September 16, 2022 | OPINION | By Maggie Mixer
Last Wednesday, a recruiter named Alex presented an overview of his organization’s job opportunities to about 30 Colorado College students. He discussed the long hours, solid pay, and exemplary retirement plan. He emphasized how important it was for him, as a recruiter, to be honest. It was a normal presentation – besides the joke about how we didn’t know his real name.
Alex is a CIA recruiter. He described the CIA’s mission, saying, “really, all we do is collect information.” Apparently, Block-Plan-trained liberal arts students like us are perfect candidates for analyzing that information and preparing briefings. Alex told us to “think about the mission in terms of preventing war, not just for the United States, but for the world.” The CIA defends the nation. It protects human rights and democracy. It doesn’t work domestically. It’s not like the movies. You’ll either work at a desk in DC or you’ll work overseas, meeting with people betraying their countries to pass on information. This is what Alex said.
What, then, was the CIA doing in Iran in the 1950s, when it toppled Iran’s elected leader?
How about when the CIA, lobbied by a U.S. banana company, brought down the Guatemalan government in 1954 and funded the 30-year civil war that followed, culminating in the genocide of 200,000 indigenous Maya people?
Why was it, when successive presidential administrations poured billions of U.S. taxpayer dollars into installing and supporting dictatorships across Latin America, that the CIA was their chosen tool? Why was it the CIA’s job to arm and train the militaries of those dictators, while they disappeared, tortured, and slaughtered civilians? All this happened while most of our parents were in school, in the 1970s and 80s.
Why, during the War on Terror, have CIA officers so often worked with the U.S. military on the front lines?
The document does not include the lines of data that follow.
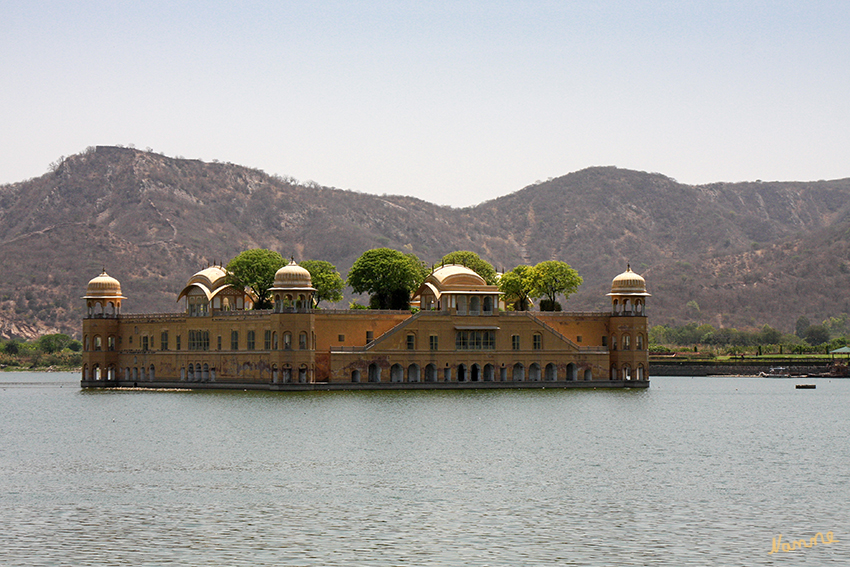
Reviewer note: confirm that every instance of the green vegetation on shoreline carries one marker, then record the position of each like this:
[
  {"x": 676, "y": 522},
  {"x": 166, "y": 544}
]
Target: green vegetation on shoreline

What was the CIA doing running ‘black sites’ from Abu Ghraib to Poland, where they brutally, pointlessly tortured suspected terrorists?
Why did the CIA help design a surveillance program that the NYPD used against Muslim Americans?
It’s clear that, since its founding in 1947, the CIA’s purpose has never been simply to “collect information.” For 75 years, presidents have turned to the CIA to exert U.S. ambitions at home and abroad, ruining millions of innocent lives. Has the CIA really made the world safer? More stable?
After hearing Alex’s pitch, I spoke with the Director of the Career Center, Megan Nicklaus, about why such an organization is (and has been for years) recruiting on CC’s campus. She explained that the Career Center’s mission is to provide opportunities, so that students can explore their interests. Students wanted to learn about working for the CIA, so they hosted Alex. Why would CC censor an organization of interest? If they did, why not censor other potentially problematic employers too, like, Goldman Sachs, for example? The director’s position was very reasonable; I was honestly considering not writing this article at all.
I had one final question though: had any visiting employers ever done anything that could endanger their welcome on campus?
Nicklaus replied that, while there have been no ‘egregious’ problems, they’ve had conversations with employers about using inclusive language. She once corrected a man after he referred to his adult colleagues as ‘girls’ instead of ‘women’ during his presentation. She said that she “could imagine” an employer not being invited back if they “were not in line with CC’s anti-racism platform.”
So you can’t call an adult a girl. We’ll put in some gender-neutral bathrooms. Everyone needs training on how to be ‘anti-racist.’
You can, however, recruit for an organization that surveils and extorts and tortures and murders – one that has helped destabilize entire regions of the world. You can lie, openly, in front of 30 students and say that all you do is protect this fine country by ensuring that elected policy makers are well-informed.
Alex and Nicklaus both said that it is CC students’ responsibility to think critically about who they want to work for. They’re correct. Not hosting the CIA wouldn’t stop interested CC students from deciding they want to apply. There are arguments to be made about how the crimes listed above are not all the CIA does: the US needs an intelligence agency, even if we don’t like some of their conduct. Those things are the fault of the political leaders, not the ones holding the guns, the blood money, the drone controls. (It’s about who gives the orders – familiar argument, right?)
I don’t know what CC should do next time the CIA or the FBI or DHS or Goldman Sachs asks to come to campus. Nicklaus is correct that censorship is tricky. I don’t think, however, that that is what matters here. As far as I know, very, very few CC students go on to become CIA officers or FBI agents.
What’s far more important is how this situation has revealed CC’s cognitive dissonance on anti-racism. Inclusive language is important – so is representation and equal access and rainbow stickers. If those aren’t paired, however, with some very difficult conversations and meaningful, reconstructive institutional reform, then all CC will succeed in creating is a politely spoken generation of leaders to help the U.S. into more of the same calamities.